Both substantial pistols, the MPA10T-A (left) and the MPA30T-A (above) are robust and sturdy semi-automatic handguns.
Taking an appealing design that has had more than its share of underserved troubles, the Masterpiece Arms Defender Series provide shooters with a series of MAC-style firearms that are even better than the originals—and are here to stay.
Sometimes, it just seems as though the stars are aligned against the success of particular firearms. While this may not be of too much concern when it comes to mediocre or unremarkable designs, sometimes truly innovative firearms simply get a raw deal. And, a classic example of this is the family of firearms known colloquially as MACs.
However, the series has been revived through the efforts of MasterPiece Arms, a company that has taken these appealing designs and given the MAC-style firearm a richly deserved new lease on life through its extremely high-quality Defender Series product line. But first, we should consider the complex, murky and hotly debated history of this class of firearms.
With a timeline dating back to the 1960s, what is now known as the MAC series began its life as a sub-machine gun design created by Gordon B. Ingram and dubbed the Model 10. While Ingram had a history of developing sub-machine gun designs in preceding years, none would become as well known as the Model 10 would eventually be.
The Model 10 (or M10) had many appealing characteristics. First and foremost, it was extremely affordable to produce, made up of a significant amount of simple sheet steel stampings. Further enhancing its low cost was its means of operation, functioning as a straight-blowback, open-bolt, select-fire firearm.
The MAC-style firearm is minimalist in its design, made up of a combination of sheet steel stampings and milled steel parts.
In addition to its low cost of production, the M10 was also extremely compact for such a powerful sub-machine gun. In fact, Ingram was purported to have developed the compact design with clandestine operations in mind. The M10 also proved to function extremely well with silencers, further burnishing its credentials as a covert weapon. By the late 1960s, Ingram began working with a silencer company name Sionics to produce the M10.

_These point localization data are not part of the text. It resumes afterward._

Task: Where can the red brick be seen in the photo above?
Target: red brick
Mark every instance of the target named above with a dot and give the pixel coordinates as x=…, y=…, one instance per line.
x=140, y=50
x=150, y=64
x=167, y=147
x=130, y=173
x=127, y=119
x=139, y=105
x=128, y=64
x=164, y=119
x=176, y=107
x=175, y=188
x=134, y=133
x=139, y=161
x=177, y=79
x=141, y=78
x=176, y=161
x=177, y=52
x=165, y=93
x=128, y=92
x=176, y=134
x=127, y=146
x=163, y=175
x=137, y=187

Ultimately, Ingram developed both .45 ACP and 9mm variants of the M10 with both featuring the same overall dimensions despite the difference in the cartridge sizes. In addition, he also developed a radically downsized variant of the design dubbed the M11, chambered for .380 ACP. It featured a similar general overall design and operation as the much larger M10. All of the variants featured steel retractable stocks. In addition, the famous Cobray logo (a logo that combined visual elements of a cobra and a moray eel) is attributed to have been created at this time at Sionics.